Now, The Guardian’s food critic Collin Spencer would probably disagree. I haven’t exactly painted a complete picture of England’s caloric consumption. Pub ales, Indian food, kebab vans, and Subway hardly cover the realm of England’s gastronomy. Of course, you can find mouthwatering food of every variety, if you know where to look.
But, nobody looks very far beyond the Pub’s Toad in the Hole before formulating a strong opinion.
—
* Ricki Lake, Tyra

The Dickens reference got me all hot and bothered.
Nice.
The only problem with your Subway analysis is thats it more the equivalent of ten bucks for a foot long over here these days, that said I love the place so I’m clearly a weird Englishman!
But then I don’t like tea or cricket so I was already a freak!
Paul – Good to know dead authors have that kind of effect on you.

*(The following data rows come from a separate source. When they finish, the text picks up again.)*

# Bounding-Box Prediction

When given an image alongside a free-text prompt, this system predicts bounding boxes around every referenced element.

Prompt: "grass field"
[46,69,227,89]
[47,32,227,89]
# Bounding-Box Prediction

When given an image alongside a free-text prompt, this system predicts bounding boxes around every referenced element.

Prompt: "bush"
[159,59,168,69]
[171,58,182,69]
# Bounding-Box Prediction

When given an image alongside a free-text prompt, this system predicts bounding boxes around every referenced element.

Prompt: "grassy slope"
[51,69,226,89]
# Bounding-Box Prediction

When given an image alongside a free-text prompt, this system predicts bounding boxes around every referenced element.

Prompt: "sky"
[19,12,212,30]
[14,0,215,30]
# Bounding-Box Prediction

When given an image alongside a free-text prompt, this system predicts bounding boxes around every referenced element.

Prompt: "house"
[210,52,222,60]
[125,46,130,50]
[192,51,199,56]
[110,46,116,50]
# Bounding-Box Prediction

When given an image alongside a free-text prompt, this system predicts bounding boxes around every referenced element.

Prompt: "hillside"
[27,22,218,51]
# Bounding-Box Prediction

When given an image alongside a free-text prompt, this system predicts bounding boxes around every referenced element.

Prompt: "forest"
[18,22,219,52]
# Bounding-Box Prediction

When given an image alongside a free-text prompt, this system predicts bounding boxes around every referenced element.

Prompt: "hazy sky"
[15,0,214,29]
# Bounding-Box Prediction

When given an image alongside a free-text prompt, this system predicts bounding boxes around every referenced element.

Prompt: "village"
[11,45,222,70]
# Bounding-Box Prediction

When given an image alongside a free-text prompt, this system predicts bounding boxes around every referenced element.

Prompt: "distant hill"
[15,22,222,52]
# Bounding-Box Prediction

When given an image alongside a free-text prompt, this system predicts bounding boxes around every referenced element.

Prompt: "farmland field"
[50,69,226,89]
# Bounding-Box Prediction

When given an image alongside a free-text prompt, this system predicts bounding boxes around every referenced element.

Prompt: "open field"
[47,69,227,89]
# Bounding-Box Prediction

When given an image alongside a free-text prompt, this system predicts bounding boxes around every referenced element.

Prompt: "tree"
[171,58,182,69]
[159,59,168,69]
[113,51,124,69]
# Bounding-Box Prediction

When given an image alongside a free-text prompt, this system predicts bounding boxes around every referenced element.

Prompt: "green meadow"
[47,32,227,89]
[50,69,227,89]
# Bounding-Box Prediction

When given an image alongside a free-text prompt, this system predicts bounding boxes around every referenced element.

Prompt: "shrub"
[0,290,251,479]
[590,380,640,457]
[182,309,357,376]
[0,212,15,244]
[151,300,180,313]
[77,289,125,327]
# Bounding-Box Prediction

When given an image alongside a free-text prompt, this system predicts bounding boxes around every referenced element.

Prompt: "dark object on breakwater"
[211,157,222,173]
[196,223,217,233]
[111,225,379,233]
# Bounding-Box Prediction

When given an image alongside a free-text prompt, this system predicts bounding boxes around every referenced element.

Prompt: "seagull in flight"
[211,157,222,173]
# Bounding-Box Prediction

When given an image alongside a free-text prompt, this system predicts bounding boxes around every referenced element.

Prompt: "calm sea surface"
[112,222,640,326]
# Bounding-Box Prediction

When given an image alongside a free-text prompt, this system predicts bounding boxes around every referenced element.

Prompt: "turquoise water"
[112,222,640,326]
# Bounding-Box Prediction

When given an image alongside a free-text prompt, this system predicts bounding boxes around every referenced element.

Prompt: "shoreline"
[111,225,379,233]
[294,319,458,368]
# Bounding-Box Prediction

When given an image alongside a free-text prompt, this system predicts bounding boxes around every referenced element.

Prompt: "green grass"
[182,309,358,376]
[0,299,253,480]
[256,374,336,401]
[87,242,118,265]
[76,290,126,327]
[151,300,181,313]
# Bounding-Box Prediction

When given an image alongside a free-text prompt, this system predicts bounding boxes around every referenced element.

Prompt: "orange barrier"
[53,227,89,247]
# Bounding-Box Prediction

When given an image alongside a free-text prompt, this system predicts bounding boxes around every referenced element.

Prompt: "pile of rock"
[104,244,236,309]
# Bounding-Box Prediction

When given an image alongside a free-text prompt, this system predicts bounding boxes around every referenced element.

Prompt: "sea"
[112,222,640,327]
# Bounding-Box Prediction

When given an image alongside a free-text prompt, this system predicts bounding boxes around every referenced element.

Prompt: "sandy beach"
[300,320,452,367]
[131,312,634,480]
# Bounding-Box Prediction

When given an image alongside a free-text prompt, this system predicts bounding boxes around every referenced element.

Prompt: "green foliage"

Jon B. – Well, the sub of the day (6″) is 1.99 GBP. Turns out to 3.49 as a combo, I think. Of course, that’s 5.45 USD, but conversion is kind of irrelevant. More relevant is comparing UK sandwich stores together. Then, Subway is cheap. As an example, I can never get out of Taylor’s (the Go-To sandwich place) without dishing out 3-4 quid for the caloric equivalent. And I still don’t have my can of minute maid or bag of baked lays crisps. That’s more than enough information on subway. ps: High fives to being a freak :D.
I enjoyed reading this. Thanks. If I’m ever in England, I will surely visit pubs aplenty and order the roast with my pint.
Mostly on point, save the kebab van and GBK. The kebab van is gross. Period. Full stop. Just because it is the only option in Oxford after about noon does not make it palitable.
GBK, while wildly popular in Oxford, hasn’t taken off with the same gumption elsewhere in the country. Granted, you are correct, it is not a novel concept, but it is the best chain burger in the UK (with a nod to Ed’s Diner).